Masulli Paolo, Galazka Martyna, Eberhard David, Johnels Jakob Åsberg, Gillberg Christopher, Billstedt Eva, Hadjikhani Nouchine, Andersen Tobias S
Department of Applied Mathematics and Computer Science DTU Compute, Section of Cognitive Systems, Technical University of Denmark, Kgs. Lyngby, Denmark; iMotions A/S, Copenhagen V, Denmark.
Gillberg Neuropsychiatry Center, University of Gothenburg, Gothenburg, Sweden.
Cortex. 2022 Feb;147:9-23. doi: 10.1016/j.cortex.2021.11.011. Epub 2021 Dec 17.
Gaze patterns during face perception have been shown to relate to psychiatric symptoms. Standard analysis of gaze behavior includes calculating fixations within arbitrarily predetermined areas of interest. In contrast to this approach, we present an objective, data-driven method for the analysis of gaze patterns and their relation to diagnostic test scores. This method was applied to data acquired in an adult sample (N = 111) of psychiatry outpatients while they freely looked at images of human faces. Dimensional symptom scores of autism, attention deficit, and depression were collected. A linear regression model based on Principal Component Analysis coefficients computed for each participant was used to model symptom scores. We found that specific components of gaze patterns predicted autistic traits as well as depression symptoms. Gaze patterns shifted away from the eyes with increasing autism traits, a well-known effect. Additionally, the model revealed a lateralization component, with a reduction of the left visual field bias increasing with both autistic traits and depression symptoms independently. Taken together, our model provides a data-driven alternative for gaze data analysis, which can be applied to dimensionally-, rather than categorically-defined clinical subgroups within a variety of contexts. Methodological and clinical contribution of this approach are discussed.

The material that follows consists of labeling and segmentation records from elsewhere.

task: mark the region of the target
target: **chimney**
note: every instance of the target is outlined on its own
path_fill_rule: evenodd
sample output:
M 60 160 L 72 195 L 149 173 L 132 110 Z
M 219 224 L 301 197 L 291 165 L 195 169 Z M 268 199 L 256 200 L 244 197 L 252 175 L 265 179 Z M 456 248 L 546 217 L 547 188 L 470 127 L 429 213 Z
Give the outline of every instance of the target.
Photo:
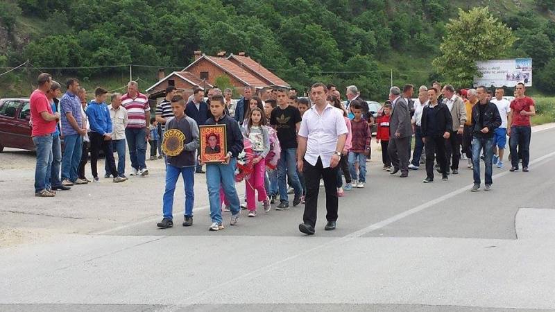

面部感知过程中的注视模式已被证明与精神症状有关。注视行为的标准分析包括计算在任意预先确定的感兴趣区域内的注视点。与这种方法不同,我们提出了一种客观的、数据驱动的方法来分析注视模式及其与诊断测试分数的关系。该方法应用于一组成年精神科门诊患者(N = 111)在自由观看人脸图像时获取的数据。收集了自闭症、注意力缺陷和抑郁的维度症状评分。基于为每个参与者计算的主成分分析系数的线性回归模型用于对症状评分进行建模。我们发现注视模式的特定成分可以预测自闭症特征以及抑郁症状。随着自闭症特征的增加,注视模式会从眼睛移开,这是一个众所周知的效应。此外,该模型还揭示了一个偏侧化成分,即左视野偏差的减少与自闭症特征和抑郁症状均独立增加。总之,我们的模型为注视数据分析提供了一种数据驱动的替代方法,可应用于各种背景下维度定义而非类别定义的临床亚组。讨论了该方法在方法学和临床方面的贡献。